The sins I find especially repugnant in other people---arrogance, selfishness, judgmentalism---are the ones to which I am most prone. It's always easier to detect and hate sin, as the Psalm says, when it belongs to someone else, isn't it?
I've flown 30,000 miles so far this year, on over 50 flights. Frequent flying affords all kinds of opportunity for arrogance, selfishness, judgment. There is the getting on first, because I have elite status. ("Who are these people crowding the ramp before their turn? Don't they know the airline equivalent of royalty has first dibs on the paper-thin blankets and lumpy little pillows?")
There is my quiet, selfish seething when someone not ticketed for an exit row seat---usually reserved for us elites---spots an empty seat in my row, leaves his cramped little coffin of a seat, and takes the one beside me. (How dare he? Now I have to share arm space and knee space and---heaven forbid---possibly even talk to him.)
And there is, finally, my specialty---judgment. For example, I despise the fact that we are, largely, an aliterate nation. Schools teach children how to read well enough, but spend enough time on airplanes and you'll discover that the vast majority of adults prefer to flip through the catalog in the seatback pocket, or doze, or stare at the back of the seat in front of them.
It's a national tragedy, but rather than leave it at that, I quietly judge the non-readers.
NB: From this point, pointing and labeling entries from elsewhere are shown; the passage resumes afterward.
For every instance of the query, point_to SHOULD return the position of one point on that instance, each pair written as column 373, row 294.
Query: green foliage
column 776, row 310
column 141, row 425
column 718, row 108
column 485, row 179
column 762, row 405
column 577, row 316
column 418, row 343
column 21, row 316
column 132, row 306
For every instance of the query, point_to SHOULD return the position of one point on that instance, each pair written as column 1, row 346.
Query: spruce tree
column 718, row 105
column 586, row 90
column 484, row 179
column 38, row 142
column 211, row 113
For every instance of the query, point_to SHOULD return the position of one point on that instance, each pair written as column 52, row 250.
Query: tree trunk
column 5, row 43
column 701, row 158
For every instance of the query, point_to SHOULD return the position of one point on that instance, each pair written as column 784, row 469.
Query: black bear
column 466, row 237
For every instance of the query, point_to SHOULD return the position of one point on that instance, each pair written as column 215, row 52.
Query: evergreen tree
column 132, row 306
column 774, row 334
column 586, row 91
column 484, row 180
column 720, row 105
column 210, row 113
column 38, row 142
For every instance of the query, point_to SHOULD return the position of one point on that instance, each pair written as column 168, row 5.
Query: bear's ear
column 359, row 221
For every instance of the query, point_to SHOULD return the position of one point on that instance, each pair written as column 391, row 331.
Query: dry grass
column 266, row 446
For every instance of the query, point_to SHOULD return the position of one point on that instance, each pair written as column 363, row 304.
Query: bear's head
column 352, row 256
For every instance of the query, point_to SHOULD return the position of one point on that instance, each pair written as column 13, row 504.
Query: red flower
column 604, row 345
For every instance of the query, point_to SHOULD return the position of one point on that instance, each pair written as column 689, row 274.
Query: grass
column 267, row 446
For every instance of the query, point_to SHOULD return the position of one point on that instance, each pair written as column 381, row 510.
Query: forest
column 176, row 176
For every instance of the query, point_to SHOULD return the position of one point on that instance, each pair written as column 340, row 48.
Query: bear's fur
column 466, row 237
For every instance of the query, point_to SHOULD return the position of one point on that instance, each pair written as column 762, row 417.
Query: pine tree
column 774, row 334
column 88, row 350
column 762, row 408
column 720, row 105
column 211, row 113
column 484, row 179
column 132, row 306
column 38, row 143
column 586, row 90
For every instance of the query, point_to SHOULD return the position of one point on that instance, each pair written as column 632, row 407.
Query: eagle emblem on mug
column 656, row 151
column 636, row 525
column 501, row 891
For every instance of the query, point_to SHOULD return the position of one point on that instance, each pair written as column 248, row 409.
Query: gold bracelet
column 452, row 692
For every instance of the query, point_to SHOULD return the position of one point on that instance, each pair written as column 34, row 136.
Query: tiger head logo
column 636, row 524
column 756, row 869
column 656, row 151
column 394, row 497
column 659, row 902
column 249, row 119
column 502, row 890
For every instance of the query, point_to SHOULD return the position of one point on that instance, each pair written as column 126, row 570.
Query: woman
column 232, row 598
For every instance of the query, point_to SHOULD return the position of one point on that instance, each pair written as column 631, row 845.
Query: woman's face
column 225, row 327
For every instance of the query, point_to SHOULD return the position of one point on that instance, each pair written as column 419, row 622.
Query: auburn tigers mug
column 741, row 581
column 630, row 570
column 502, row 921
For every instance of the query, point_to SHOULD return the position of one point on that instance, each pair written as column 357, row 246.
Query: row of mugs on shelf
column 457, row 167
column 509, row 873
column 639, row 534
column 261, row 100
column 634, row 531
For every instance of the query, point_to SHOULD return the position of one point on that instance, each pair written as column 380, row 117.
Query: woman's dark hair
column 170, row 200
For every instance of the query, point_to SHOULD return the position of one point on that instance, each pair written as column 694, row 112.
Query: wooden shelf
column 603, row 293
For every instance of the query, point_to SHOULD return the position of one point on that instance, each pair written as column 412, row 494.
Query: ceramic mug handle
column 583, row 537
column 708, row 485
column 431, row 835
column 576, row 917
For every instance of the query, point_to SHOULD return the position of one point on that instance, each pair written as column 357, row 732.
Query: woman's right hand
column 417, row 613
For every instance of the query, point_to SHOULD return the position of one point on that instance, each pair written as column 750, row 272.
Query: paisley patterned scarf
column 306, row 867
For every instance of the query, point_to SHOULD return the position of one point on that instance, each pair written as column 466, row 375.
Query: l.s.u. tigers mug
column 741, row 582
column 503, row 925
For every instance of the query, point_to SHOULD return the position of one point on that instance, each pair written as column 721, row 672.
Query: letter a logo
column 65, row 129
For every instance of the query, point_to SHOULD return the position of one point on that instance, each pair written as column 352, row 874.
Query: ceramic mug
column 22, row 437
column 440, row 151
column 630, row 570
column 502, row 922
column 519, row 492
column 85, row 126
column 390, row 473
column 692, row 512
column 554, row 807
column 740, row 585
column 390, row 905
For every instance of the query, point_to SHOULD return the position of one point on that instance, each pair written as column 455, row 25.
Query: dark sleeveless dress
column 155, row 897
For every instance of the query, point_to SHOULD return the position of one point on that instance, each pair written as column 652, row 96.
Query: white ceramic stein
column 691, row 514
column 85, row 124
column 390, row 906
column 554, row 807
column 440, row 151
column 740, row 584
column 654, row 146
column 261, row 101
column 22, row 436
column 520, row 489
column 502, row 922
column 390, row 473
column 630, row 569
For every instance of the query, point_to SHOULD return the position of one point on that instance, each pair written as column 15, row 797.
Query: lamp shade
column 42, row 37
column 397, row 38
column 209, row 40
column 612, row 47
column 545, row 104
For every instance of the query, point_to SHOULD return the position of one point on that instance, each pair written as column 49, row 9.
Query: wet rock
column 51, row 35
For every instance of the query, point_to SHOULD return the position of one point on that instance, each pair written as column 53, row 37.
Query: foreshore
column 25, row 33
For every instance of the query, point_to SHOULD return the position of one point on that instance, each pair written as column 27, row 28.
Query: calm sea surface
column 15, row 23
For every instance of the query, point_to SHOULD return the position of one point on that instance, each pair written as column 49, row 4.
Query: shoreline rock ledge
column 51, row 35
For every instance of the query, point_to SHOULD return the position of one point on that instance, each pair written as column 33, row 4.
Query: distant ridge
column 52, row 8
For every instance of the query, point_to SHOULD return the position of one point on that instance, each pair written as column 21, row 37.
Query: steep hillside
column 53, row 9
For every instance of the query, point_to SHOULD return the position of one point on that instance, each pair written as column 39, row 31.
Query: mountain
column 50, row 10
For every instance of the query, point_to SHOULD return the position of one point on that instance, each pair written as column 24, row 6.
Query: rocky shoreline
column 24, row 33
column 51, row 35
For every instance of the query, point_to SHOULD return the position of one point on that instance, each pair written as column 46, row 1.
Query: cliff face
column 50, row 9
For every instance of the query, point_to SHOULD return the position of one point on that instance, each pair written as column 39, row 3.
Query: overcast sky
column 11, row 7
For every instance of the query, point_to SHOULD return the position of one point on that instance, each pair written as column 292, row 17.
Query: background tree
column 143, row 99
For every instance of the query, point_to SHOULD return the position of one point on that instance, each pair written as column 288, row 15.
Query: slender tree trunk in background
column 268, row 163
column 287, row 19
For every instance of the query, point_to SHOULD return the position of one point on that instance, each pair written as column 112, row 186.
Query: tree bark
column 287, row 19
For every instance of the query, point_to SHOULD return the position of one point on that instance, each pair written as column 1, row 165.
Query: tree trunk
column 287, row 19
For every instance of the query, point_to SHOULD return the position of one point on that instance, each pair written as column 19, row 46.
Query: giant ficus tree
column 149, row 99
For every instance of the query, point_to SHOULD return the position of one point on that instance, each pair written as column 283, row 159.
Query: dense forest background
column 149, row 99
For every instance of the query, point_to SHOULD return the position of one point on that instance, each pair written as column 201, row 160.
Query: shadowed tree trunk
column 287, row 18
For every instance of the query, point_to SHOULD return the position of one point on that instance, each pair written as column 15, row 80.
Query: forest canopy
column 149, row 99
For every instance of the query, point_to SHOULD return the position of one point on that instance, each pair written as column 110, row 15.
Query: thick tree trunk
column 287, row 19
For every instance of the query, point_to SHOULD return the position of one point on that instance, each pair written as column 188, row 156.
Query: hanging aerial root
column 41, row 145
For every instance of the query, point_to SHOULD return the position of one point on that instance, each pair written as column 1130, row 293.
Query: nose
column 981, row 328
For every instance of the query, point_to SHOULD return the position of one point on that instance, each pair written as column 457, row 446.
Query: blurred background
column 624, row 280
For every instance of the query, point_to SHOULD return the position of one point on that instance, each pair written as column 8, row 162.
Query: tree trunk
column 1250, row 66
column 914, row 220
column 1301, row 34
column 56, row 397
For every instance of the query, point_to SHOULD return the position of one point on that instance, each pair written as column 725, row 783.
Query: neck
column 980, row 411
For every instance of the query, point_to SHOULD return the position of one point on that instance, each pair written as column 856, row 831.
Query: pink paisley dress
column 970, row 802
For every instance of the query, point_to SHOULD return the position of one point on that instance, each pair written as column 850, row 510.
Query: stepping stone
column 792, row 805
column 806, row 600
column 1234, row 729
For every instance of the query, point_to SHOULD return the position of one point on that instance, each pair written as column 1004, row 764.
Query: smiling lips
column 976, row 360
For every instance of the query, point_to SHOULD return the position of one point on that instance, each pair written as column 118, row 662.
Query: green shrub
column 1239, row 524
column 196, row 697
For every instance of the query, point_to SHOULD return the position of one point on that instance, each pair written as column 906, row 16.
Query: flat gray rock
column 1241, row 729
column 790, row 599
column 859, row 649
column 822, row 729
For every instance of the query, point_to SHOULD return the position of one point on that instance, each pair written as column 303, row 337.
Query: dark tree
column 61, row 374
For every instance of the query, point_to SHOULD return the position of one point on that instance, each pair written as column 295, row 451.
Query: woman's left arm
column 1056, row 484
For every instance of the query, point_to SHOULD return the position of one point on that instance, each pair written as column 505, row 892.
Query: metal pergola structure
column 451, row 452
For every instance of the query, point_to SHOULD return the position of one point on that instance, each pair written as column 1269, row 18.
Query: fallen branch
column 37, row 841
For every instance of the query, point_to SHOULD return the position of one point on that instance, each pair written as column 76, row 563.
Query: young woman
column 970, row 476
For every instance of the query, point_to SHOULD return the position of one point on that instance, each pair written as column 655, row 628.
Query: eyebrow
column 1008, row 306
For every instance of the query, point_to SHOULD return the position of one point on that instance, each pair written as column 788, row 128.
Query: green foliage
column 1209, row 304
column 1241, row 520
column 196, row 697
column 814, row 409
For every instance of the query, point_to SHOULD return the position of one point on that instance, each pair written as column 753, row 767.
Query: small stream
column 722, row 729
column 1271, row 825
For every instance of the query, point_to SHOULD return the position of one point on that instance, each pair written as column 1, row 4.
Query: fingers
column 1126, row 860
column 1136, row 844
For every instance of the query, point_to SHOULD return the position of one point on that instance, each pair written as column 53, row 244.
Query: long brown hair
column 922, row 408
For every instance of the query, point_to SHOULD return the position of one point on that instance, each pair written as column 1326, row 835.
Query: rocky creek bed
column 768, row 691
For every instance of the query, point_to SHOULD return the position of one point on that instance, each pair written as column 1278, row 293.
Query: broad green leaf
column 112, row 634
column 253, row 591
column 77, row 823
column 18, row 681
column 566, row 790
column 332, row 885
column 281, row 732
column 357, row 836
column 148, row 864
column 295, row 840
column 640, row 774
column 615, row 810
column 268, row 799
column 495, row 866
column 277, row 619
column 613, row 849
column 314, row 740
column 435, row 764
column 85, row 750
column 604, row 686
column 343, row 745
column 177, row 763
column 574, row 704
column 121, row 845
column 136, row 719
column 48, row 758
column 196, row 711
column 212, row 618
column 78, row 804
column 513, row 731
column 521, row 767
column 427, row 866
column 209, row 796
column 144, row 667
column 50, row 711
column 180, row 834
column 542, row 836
The problem, of course, is that I have no way of knowing whether someone is book-free because he cares nothing for books, or because he gets motion sick, or because he is quietly pondering a poem he's writing. In other words, we can be pretty sure that the 200 non-readers on board aren't all motion-sickness sufferers or quiet poets, but we have no right to assume that any individual isn't one of those relatively rare creatures.
But do I remember this, as I lounge in my exit row seat, relaxed after boarding early, eating the big bag of snack nuts to which I'm entitled by my platinum status?
Of course not.
So on today's flight I think sneering thoughts about the woman whose head keeps lolling off her shoulder as she tries to sleep without slumping over into the aisle. She snores and shifts positions and desperately clings to sleep. Finally, she takes out a laptop and plays solitaire. I, meanwhile, am doing work on my laptop. Big, important work.
Toward the end of the flight, she notices that my desktop display is Rembrandt's The Return of the Prodigal Son.
"I love that painting," she says to me.
"Have you read the book?" She asks.
She means Henri Nouwen's The Return of the Prodigal Son, in which he describes how we are sometimes the prodigal, sometimes the welcoming father, sometimes the judgmental brother. Reading Nouwen is, I think it fair to say, a sign that one is at least willing to think about things that matter.
And in that moment, as I return her shining-eyed smile with a weak one of my own, I realize which character in that painting I am most often---the judgmental brother, the stand-offish pharisee incensed when people encroach on what he perceives to be his domain.
It hurts, doesn't it, to see ourselves for a moment in the harsh light of truth? But thank God for those moments now, while we still have all the moments and hours and days ahead of us to repent, to be reminded that all of us are the prodigal son on his knees, receiving a mercy none of us merit.